April 18, 2005 at 5:54 AM

There are pieces of music that I associate strongly with people who have been important to me. For instance, my mother loved Mozart's Symphony #40, Mendelssohn's Italian Symphony, and Brahms Concerto as played by Erica Morini on a record she had. I feel some connection with her when I hear these pieces. My mother and I did not have a good relationship and I have very few pleasant memories of her, so my musical connections with her are important to me. I can still see, in my mind's eye, my father sitting in the high backed chair in our living room, listening to music with his eyes almost closed and tears running down his cheek.
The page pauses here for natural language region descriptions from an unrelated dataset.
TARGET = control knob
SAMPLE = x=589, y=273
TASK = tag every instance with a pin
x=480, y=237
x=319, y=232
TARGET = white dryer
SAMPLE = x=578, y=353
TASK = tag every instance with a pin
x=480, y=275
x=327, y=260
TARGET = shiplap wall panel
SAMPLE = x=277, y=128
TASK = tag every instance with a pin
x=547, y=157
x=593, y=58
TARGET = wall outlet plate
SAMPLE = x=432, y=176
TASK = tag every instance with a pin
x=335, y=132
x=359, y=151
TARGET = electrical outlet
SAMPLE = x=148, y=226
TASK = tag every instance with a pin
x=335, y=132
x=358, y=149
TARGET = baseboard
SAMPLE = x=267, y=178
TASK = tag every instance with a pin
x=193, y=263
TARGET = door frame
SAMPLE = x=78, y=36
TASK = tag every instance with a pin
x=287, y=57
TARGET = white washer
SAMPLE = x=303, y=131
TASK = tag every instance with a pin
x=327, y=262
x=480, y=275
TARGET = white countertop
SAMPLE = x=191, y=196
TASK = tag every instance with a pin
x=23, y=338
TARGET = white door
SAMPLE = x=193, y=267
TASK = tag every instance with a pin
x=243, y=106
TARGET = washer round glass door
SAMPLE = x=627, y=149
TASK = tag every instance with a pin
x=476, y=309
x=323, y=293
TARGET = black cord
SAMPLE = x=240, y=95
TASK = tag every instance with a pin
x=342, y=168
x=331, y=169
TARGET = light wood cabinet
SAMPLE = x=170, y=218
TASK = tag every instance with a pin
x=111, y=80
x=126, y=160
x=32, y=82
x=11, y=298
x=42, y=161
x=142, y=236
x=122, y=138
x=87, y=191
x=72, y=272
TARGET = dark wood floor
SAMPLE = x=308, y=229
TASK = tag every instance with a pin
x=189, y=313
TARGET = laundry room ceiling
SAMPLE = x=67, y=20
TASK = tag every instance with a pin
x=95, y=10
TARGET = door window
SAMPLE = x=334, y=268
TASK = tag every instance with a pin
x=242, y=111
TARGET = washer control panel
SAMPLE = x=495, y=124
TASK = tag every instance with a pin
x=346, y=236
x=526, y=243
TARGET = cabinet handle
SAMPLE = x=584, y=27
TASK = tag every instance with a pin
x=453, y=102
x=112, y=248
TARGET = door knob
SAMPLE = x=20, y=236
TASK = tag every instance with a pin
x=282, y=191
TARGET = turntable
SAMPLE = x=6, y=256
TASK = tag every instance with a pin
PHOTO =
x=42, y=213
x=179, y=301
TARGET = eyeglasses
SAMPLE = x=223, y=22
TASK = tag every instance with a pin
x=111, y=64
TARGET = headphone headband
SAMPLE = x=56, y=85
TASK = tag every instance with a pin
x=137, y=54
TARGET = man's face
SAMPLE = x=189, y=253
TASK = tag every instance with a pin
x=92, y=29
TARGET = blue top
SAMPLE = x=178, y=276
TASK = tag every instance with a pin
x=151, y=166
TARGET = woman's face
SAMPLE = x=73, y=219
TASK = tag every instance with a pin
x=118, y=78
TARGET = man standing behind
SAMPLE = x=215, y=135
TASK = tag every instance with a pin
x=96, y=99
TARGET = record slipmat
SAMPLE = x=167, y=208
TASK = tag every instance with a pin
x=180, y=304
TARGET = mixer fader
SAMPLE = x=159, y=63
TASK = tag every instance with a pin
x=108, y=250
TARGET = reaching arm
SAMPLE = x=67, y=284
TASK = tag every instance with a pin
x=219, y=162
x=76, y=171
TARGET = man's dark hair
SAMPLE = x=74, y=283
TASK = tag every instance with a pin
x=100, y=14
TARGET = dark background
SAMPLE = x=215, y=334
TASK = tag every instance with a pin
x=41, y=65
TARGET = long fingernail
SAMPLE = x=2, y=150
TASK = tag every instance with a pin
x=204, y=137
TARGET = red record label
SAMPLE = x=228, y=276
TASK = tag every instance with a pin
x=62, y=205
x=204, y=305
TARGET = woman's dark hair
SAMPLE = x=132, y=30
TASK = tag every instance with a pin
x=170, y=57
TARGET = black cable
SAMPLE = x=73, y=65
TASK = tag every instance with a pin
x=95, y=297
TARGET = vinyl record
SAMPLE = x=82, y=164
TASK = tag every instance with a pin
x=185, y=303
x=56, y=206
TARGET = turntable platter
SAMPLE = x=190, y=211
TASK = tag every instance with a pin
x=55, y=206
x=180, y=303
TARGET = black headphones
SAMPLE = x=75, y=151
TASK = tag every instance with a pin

He loved opera music, including the aria I Puggliaci (sp?) which he used to sing and mangle brutally, operas by Joe Green (Giuseppi Verde - sp?), Madame Butterfly as sung by Victoria de Angeles, Chopin's A Flat Major Polonaise, which he joked about but admired and enjoyed greatly. Certain folk or popular songs call one one or another particular song to mind -- Four Strong Winds (Ian and Sylvia), Bridge over Troubled Water, Today, and others. For a while, I dated a fellow who played cello and guitar very well. I associate him with Concerto para un Gentil Hombre (sp?), which we heard Christopher Parkening play in concert; Casal's recordings of the Bach Unaccompanied Cello Suites, which we listened to in shared silence with morning coffee and sunlight; and something by Philip Glass, which we disagreed about. The theme from Orfeo Negro and classic recordings of Ella Fitzgerald go with other men I've dated. Then there was the man I almost married. On our first date, we went to a concert and heard M's Italian Symphony. This man, who was very sentimental, saved his ticket from this concert. He was a music lover and singer, and many pieces of music that he sang or loved to listen to are "his" in my mind. When he started to lose his mind and I became his caretaker, "his" music represented something different. He always had trouble getting to sleep, and I used to play a CD with a collection of relaxing music for him. It almost always put him to sleep and, every time, he would wake up briefly during Fur Elise and ask me what it was. Although many of these people have been separated from me by death or break up of relationships, memories of them stay in me in the form of music.